Can big casino comps be offset with gambling losses?

2 min read

Dear Tax Talk,
I do quite a bit of gambling and receive comps from the casino, including transportation by limo or air, meals and lodging, spa services and show tickets, among other stuff. If I win enough, I get a W-2G for the amount of the winnings. When I do my taxes, I include the amount I got on the W-2G and usually deduct a like amount for losses; after all, the house always wins. Should I be including some income for the value of the comps?
— Dave

Dear Dave,
Just like roulette, no one knows where the ball stops. In comparing two tax court cases on the issue, the answer is yes, or it doesn’t matter. In the case of LiButti T.C, Memo 1996-108, the taxpayer was a high stakes gambler playing mainly at Trump Atlantic City. His average roll at craps was $50,000. The casino issued Form 1099 for prizes and awards (as opposed to gambling winnings on Form W-2G) for the following items:

One gambler’s comp bonanza
1987
Automobiles $319,300
Vacations $48,778
Jewelry $75,200
Total: $443,278
 
1988  
Automobiles and accessories $872,920
Vacations $55,560
Jewelry $46,512
Total: $974,992
 
1989  
Automobiles and accessories $806,858
Premium champagne $40,050
Entertainment tickets $279,978
Total: $1,126,886

The automobiles were usually sold for cash, which was gambled at the casino. The champagne included 178 bottles of Cristal Rose, valued at $225 a bottle. The tickets were to theater and sporting events, such as the Super Bowl, the NCAA basketball tournament, boxing events and the U.S. Open in Flushing Meadows, N.Y. I’m going to assume the guy probably at least got dinner and rooms for him and his friends, which isn’t included as income, but it is odd that the champagne was in only one year.

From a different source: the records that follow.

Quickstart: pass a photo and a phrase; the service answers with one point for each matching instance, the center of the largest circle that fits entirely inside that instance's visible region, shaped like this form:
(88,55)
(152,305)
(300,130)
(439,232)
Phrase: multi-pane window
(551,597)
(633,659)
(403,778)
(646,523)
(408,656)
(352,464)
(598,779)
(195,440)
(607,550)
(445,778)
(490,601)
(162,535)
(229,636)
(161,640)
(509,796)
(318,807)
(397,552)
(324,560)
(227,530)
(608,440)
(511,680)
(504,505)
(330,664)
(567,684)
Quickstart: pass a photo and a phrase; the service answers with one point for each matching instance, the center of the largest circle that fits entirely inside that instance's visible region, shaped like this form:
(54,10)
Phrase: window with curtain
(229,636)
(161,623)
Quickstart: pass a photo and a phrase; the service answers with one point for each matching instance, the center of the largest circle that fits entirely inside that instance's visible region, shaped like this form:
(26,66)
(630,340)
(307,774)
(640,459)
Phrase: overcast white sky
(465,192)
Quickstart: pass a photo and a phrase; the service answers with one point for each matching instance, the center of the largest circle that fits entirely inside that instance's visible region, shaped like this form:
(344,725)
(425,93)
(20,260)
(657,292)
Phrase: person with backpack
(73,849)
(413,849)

The IRS considered these items as income to the taxpayer. The taxpayer claimed offsetting gambling losses, but not as a professional gambler. It was the IRS position that the comps were not from wagering, and therefore gambling losses could not be offset.  The court held for the taxpayer, stating the obvious: that but for the taxpayer’s gambling, the comps would never have been awarded. The taxpayer was allowed to offset the comps with his gambling losses. 

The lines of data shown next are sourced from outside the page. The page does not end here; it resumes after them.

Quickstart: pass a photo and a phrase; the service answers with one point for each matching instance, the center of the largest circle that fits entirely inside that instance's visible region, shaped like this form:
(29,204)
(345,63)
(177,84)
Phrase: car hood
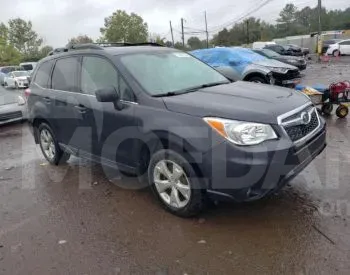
(289,57)
(240,100)
(274,63)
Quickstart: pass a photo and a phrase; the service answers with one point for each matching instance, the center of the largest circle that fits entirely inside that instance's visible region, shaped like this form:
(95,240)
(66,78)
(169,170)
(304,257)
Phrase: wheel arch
(159,140)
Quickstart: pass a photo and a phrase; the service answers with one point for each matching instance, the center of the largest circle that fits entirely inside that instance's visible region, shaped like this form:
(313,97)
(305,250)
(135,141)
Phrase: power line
(251,11)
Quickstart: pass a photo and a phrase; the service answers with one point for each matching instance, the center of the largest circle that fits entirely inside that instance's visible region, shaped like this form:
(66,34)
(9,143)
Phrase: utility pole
(206,28)
(319,37)
(172,35)
(247,22)
(182,32)
(319,17)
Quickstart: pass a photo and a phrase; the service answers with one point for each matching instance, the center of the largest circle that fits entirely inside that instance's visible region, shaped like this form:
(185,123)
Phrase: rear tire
(49,145)
(176,184)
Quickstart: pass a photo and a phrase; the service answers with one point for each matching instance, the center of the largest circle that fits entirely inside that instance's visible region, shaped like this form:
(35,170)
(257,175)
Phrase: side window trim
(48,84)
(120,76)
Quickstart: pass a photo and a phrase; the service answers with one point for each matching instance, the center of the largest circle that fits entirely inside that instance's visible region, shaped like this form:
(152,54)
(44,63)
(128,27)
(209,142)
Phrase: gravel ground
(51,224)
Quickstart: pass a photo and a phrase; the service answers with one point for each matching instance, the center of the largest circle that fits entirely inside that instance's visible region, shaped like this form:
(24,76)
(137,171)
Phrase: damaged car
(244,64)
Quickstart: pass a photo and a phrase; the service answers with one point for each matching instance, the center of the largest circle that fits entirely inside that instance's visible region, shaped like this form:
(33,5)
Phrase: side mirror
(109,94)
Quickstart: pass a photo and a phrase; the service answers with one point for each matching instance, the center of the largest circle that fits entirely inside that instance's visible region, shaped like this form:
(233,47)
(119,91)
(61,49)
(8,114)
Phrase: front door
(63,99)
(109,131)
(345,47)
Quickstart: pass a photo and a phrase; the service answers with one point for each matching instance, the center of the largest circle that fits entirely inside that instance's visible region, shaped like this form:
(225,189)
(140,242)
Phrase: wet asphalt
(71,220)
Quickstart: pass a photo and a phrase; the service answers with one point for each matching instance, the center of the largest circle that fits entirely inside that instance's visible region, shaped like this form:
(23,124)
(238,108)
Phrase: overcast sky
(58,20)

In Merkin et al. v. Commissioner, T.C. Memo 2008-146, the taxpayer argued that he was a professional gambler and that although he sustained losses, he had profits in the form of ordinary comps. The IRS never raised an issue of the comps being included in the taxpayer’s income.

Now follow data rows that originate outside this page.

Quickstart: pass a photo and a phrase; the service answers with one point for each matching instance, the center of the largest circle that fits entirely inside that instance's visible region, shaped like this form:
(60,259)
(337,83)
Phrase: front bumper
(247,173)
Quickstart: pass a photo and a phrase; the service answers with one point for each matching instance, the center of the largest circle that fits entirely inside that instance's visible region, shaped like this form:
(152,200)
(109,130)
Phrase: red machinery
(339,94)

The tax court opined that had they been included in income, the taxpayer could offset his losses against these items, but since there was no issue raised, they did not affect his bearing as a professional or novice gambler. 

Based on contrasting the two cases, you can conclude that the comps, when sufficiently unrelated to the casino resort, should be considered income. Conversely, the free rooms, board and beverages would not be considered income to the player. Of course, we don’t have the whole story on the champagne.